Stability-AI / generative-models

Generative Models by Stability AI
MIT License
23.14k stars 2.56k forks source link

Large memory requirement when implementing sds loss using SV3D #356

Open yifliu3 opened 1 month ago

yifliu3 commented 1 month ago

Dear devs,

Thanks for open-sourcing this great work! I am trying to implement the 3D reconstruction part in the paper, but I find problems when implementing sds loss. As sds loss is computed on the latents, I have to retain the grad of the vae encoder, which is extremly memory expensive (about 0.4~0.5GB per frame, 21 frames in total). It seems 80-100GB GPU memory to cost, which is hard to implement using the common GPU. So I'm wondering if you have any tricks to reduce the memory? Thanks a lot.

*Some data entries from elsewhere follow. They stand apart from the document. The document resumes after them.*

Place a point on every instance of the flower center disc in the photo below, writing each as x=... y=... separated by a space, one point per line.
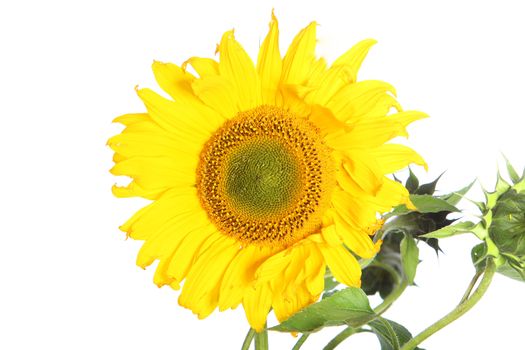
x=265 y=177
x=262 y=178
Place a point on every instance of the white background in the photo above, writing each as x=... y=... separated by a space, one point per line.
x=68 y=277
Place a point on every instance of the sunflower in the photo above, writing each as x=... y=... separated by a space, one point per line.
x=261 y=176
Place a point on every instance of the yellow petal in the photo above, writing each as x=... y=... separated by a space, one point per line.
x=237 y=67
x=269 y=64
x=393 y=157
x=203 y=66
x=373 y=133
x=219 y=94
x=180 y=119
x=240 y=275
x=300 y=57
x=314 y=271
x=170 y=236
x=355 y=238
x=355 y=56
x=174 y=80
x=343 y=265
x=257 y=302
x=132 y=118
x=159 y=173
x=359 y=170
x=358 y=100
x=186 y=252
x=201 y=288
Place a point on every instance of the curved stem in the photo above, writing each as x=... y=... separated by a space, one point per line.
x=471 y=286
x=340 y=338
x=393 y=296
x=301 y=341
x=459 y=311
x=261 y=339
x=248 y=340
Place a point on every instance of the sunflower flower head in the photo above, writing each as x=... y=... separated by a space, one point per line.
x=261 y=175
x=502 y=226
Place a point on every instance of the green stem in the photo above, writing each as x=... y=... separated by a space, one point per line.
x=301 y=341
x=340 y=338
x=471 y=286
x=261 y=339
x=459 y=311
x=387 y=302
x=248 y=340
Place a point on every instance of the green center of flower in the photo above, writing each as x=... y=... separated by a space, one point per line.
x=262 y=178
x=266 y=177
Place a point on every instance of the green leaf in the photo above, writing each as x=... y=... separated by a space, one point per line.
x=429 y=204
x=428 y=188
x=512 y=172
x=478 y=255
x=409 y=257
x=452 y=230
x=391 y=335
x=412 y=182
x=349 y=306
x=456 y=196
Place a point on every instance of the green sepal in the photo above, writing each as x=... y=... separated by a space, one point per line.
x=455 y=197
x=349 y=306
x=409 y=257
x=428 y=188
x=412 y=182
x=452 y=230
x=428 y=204
x=391 y=335
x=511 y=171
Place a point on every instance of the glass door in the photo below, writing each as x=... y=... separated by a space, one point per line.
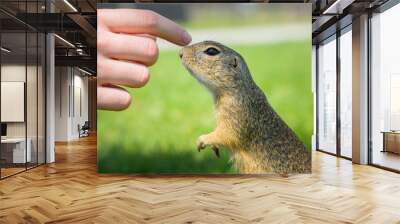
x=346 y=92
x=385 y=89
x=327 y=96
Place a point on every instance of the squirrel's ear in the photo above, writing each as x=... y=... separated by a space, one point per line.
x=234 y=62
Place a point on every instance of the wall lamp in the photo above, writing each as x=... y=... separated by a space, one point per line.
x=84 y=71
x=70 y=5
x=5 y=49
x=65 y=41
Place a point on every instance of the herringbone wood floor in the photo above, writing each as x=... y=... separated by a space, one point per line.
x=70 y=191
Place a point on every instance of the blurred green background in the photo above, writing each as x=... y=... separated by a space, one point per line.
x=158 y=133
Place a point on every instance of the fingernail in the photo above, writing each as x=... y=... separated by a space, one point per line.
x=186 y=38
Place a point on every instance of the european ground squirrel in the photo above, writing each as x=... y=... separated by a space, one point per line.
x=259 y=140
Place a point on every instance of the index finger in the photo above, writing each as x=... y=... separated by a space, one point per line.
x=138 y=21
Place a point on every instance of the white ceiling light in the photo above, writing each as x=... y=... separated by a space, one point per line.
x=338 y=6
x=84 y=71
x=5 y=50
x=65 y=41
x=70 y=5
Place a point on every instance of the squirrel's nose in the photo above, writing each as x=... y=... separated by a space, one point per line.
x=180 y=53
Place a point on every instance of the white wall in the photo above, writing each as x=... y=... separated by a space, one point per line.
x=70 y=83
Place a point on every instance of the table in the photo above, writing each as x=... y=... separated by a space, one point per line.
x=391 y=141
x=18 y=149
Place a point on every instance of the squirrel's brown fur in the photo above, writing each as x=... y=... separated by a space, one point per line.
x=260 y=141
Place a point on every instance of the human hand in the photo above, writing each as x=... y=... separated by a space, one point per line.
x=126 y=46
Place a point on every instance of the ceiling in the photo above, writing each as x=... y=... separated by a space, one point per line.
x=74 y=22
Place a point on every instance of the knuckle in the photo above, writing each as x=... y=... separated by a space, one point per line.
x=125 y=100
x=144 y=77
x=150 y=19
x=152 y=51
x=103 y=40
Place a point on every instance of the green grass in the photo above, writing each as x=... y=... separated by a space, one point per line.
x=157 y=134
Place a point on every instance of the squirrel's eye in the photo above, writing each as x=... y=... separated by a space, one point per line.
x=211 y=51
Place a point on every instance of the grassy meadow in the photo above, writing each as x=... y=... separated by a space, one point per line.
x=158 y=133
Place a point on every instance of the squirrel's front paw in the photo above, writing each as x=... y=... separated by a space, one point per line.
x=202 y=143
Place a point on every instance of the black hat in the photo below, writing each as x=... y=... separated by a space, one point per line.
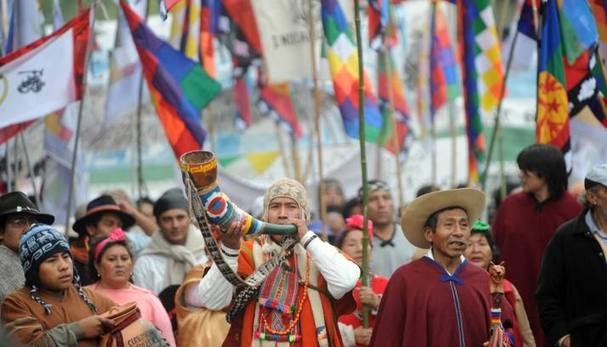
x=101 y=205
x=17 y=202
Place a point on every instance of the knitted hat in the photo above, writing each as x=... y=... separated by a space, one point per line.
x=287 y=188
x=39 y=243
x=171 y=199
x=17 y=202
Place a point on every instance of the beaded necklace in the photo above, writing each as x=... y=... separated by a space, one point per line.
x=284 y=334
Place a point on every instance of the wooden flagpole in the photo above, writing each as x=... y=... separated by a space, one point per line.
x=363 y=156
x=453 y=133
x=388 y=70
x=296 y=161
x=138 y=127
x=8 y=160
x=317 y=131
x=496 y=123
x=89 y=45
x=433 y=158
x=30 y=168
x=281 y=148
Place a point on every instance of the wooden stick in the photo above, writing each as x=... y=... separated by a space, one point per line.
x=30 y=168
x=388 y=69
x=496 y=123
x=363 y=156
x=8 y=156
x=296 y=161
x=138 y=127
x=79 y=120
x=281 y=148
x=317 y=131
x=432 y=110
x=211 y=126
x=453 y=132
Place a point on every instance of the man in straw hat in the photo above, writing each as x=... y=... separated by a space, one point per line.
x=299 y=301
x=102 y=216
x=440 y=299
x=572 y=291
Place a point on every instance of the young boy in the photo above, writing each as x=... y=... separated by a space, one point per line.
x=52 y=309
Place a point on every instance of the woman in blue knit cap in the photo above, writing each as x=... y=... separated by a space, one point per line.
x=52 y=309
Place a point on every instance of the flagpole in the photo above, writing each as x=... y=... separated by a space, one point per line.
x=397 y=148
x=8 y=166
x=296 y=161
x=363 y=156
x=281 y=148
x=138 y=125
x=496 y=123
x=79 y=119
x=432 y=110
x=211 y=126
x=317 y=132
x=30 y=169
x=453 y=131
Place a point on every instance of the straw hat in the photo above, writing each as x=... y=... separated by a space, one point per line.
x=419 y=210
x=102 y=204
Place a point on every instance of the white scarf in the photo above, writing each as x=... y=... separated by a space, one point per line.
x=181 y=258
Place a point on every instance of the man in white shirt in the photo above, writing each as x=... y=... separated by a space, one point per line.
x=295 y=303
x=174 y=249
x=390 y=247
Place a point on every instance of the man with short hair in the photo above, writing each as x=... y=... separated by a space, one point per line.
x=390 y=248
x=174 y=249
x=572 y=291
x=299 y=301
x=526 y=221
x=440 y=299
x=17 y=214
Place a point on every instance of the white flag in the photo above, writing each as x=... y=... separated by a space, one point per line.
x=35 y=84
x=284 y=32
x=125 y=72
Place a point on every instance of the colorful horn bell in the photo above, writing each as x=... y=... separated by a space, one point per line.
x=201 y=166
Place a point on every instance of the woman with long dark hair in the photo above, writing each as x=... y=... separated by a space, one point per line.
x=111 y=262
x=526 y=221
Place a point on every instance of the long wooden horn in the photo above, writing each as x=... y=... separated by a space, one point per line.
x=201 y=166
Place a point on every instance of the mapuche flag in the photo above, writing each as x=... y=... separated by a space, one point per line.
x=179 y=86
x=552 y=103
x=33 y=85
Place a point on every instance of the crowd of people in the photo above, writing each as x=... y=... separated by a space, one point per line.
x=430 y=279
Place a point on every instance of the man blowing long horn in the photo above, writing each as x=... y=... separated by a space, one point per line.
x=294 y=304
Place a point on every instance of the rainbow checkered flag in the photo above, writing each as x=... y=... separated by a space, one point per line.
x=343 y=63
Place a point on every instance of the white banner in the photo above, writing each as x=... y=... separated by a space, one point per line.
x=284 y=32
x=38 y=82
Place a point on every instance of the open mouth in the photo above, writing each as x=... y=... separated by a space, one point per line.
x=458 y=244
x=476 y=259
x=65 y=278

pengc02 commented 1 month ago

same question

fengq1a0 commented 2 weeks ago

Dear devs,

Thanks for open-sourcing this great work! I am trying to implement the 3D reconstruction part in the paper, but I find problems when implementing sds loss. As sds loss is computed on the latents, I have to retain the grad of the vae encoder, which is extremly memory expensive (about 0.4~0.5GB per frame, 21 frames in total). It seems 80-100GB GPU memory to cost, which is hard to implement using the common GPU. So I'm wondering if you have any tricks to reduce the memory? Thanks a lot.

I have the same question. Do you have any solutions?

And I'm still confused about some details in SDS with SV3D. I think we should render 21 images of my 3D representation, add noise, and denoise them with SV3D. However, in the paper, it's written that "We sample a random camera". Is it possible to add noise and denoise on a single image? I believe a Temporal Attention trained on 21 frames won't work well on fewer frames(like 4-5 frames). So, do you have any tricks? Thanks.